Sunday, April 20, 2014

Semana Santa y Pascua

Semana Santa, or Holy Week, is a week long national holiday in Spain. Students a free from school for as much as two weeks, depending on how the calendar falls, and businesses are closed for as many as four days in a single nine day period. Festivities start the Friday that comes a week before Easter and do not stop until Easter Sunday.

The highlights of the the celebrations are the processions. A series of parades with people dressed in the clothes of priests and monks while carrying wooden statues of events in the life of Jesus, per catholic biblical tradition. The most famed are those that take place in the Southern cities, especially Seville, where the procession participants carry the statues directly on their shoulders, carrying weight that can cause them to bleed. People walk together, crying. In the Northern half of Spain, people are a little less dramatic in their dedication to the tradition. However, they are as colorfully celebrated. I attended processions in Santander and Palencia.

 Many of the traditional clothes are startling and disturbing to anyone from the US, due to the resemblance to the racist group, the KKK. However, these hoods have a much older history and tradition than any group founded in the US. They are worn as a way to keep one's identity secret while giving penitence.

 The robes come in a variety of colors, which are associated with the particular procession taking place. Some people bear crosses, some bear flags, and others just walk, barefooted.

The statues on Holy Thursday in Palencia represent the eleven phases of the crucifixion, including everything from the last supper and the washing of the disciples' feet to the crucifixion itself and the tears of the Virgin Mary. 

Spanish Catholicism reveres the Virgin Mary as one of the most important biblical figures. Often art pieces and statues dedicated to her are the most gilded and elegant. In the processions of Holy Thursday, she was the climax point of the march, carried as the second to last figure, the largest carried statue in the whole batch. Fresh flowers surround the bejeweled, mourning mother. As this one passed our eyes, I listened to the crowd murmur about how beautiful she is.

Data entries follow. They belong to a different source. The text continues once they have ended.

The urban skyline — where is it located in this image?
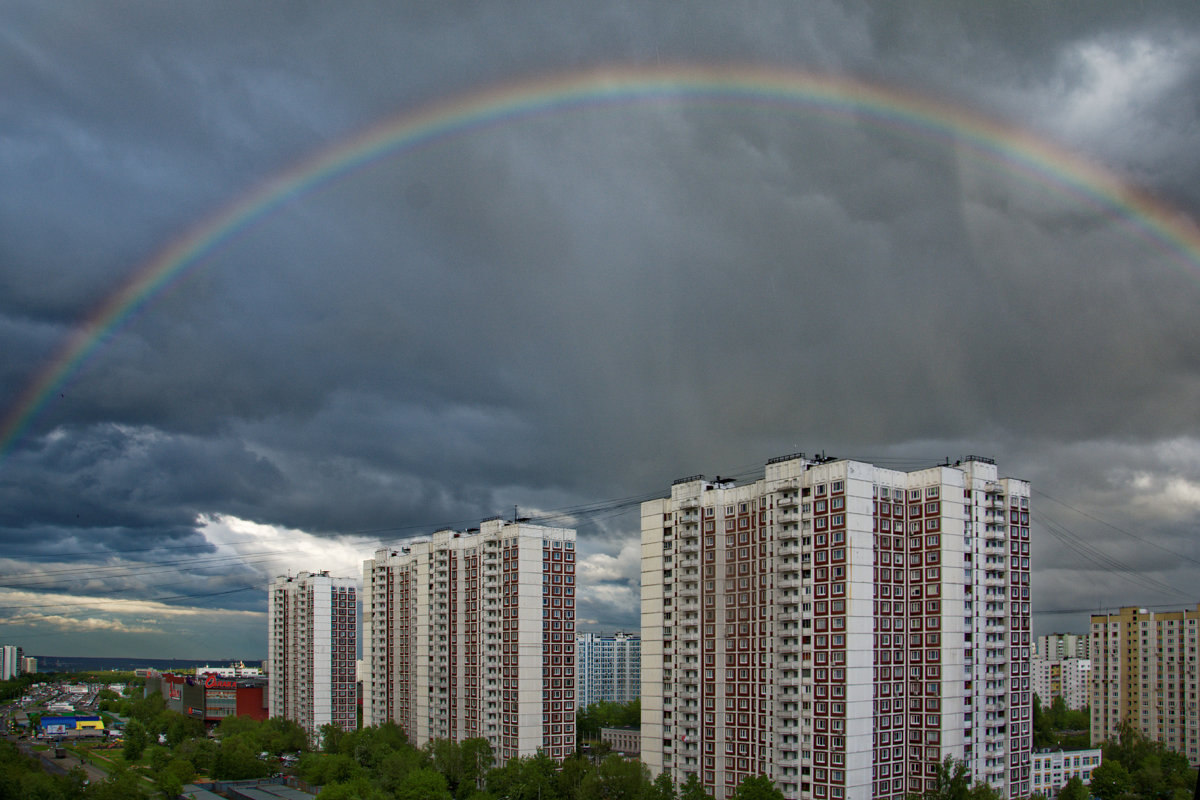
[0,0,1200,658]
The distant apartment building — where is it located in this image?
[641,455,1032,800]
[1033,748,1102,798]
[362,519,576,764]
[1033,633,1092,661]
[1091,604,1200,766]
[0,644,24,680]
[575,633,642,709]
[1030,656,1092,710]
[265,572,359,739]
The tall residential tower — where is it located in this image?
[362,519,575,764]
[1091,604,1200,766]
[642,455,1032,800]
[266,572,359,739]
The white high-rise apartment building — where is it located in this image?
[1031,656,1092,709]
[266,572,359,739]
[362,519,575,764]
[1092,604,1200,766]
[575,633,642,709]
[641,455,1032,800]
[1033,633,1092,661]
[0,644,23,680]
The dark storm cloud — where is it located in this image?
[0,2,1200,640]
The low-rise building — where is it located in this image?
[1033,748,1100,798]
[1091,604,1200,766]
[600,728,642,758]
[144,670,268,728]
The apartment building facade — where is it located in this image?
[1091,604,1200,766]
[362,519,576,764]
[1033,633,1092,661]
[641,455,1032,800]
[266,572,359,740]
[575,633,642,709]
[1031,656,1092,710]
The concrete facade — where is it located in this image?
[0,644,24,680]
[641,455,1032,800]
[1031,656,1092,710]
[575,633,642,709]
[1091,604,1200,766]
[1033,750,1102,798]
[272,572,359,739]
[362,519,576,764]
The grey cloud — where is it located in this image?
[0,2,1200,657]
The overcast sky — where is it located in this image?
[0,0,1200,658]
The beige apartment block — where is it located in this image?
[266,572,359,740]
[362,519,576,764]
[1091,604,1200,766]
[641,455,1032,800]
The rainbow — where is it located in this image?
[0,66,1200,463]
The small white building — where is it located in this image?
[1030,656,1092,710]
[1033,748,1100,798]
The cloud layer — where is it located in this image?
[0,2,1200,657]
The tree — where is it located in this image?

Semana Santa is one of the most important celebrations in all of Spain, but brings interesting challenges for travelers. If you arrive by car, or even on foot, to a place where a procession is taking place, you may have to wait a full hour before you can pass. If you think you're going to eat out or do some shopping during these festivities, think again. Especially in smaller towns and cities, holidays mean that everything, except emergency services, closes. Most cities have mandatory closure of stores on national holidays, Sundays, and during lunch hours. Some restaurants and bars can be open, but many close voluntarily.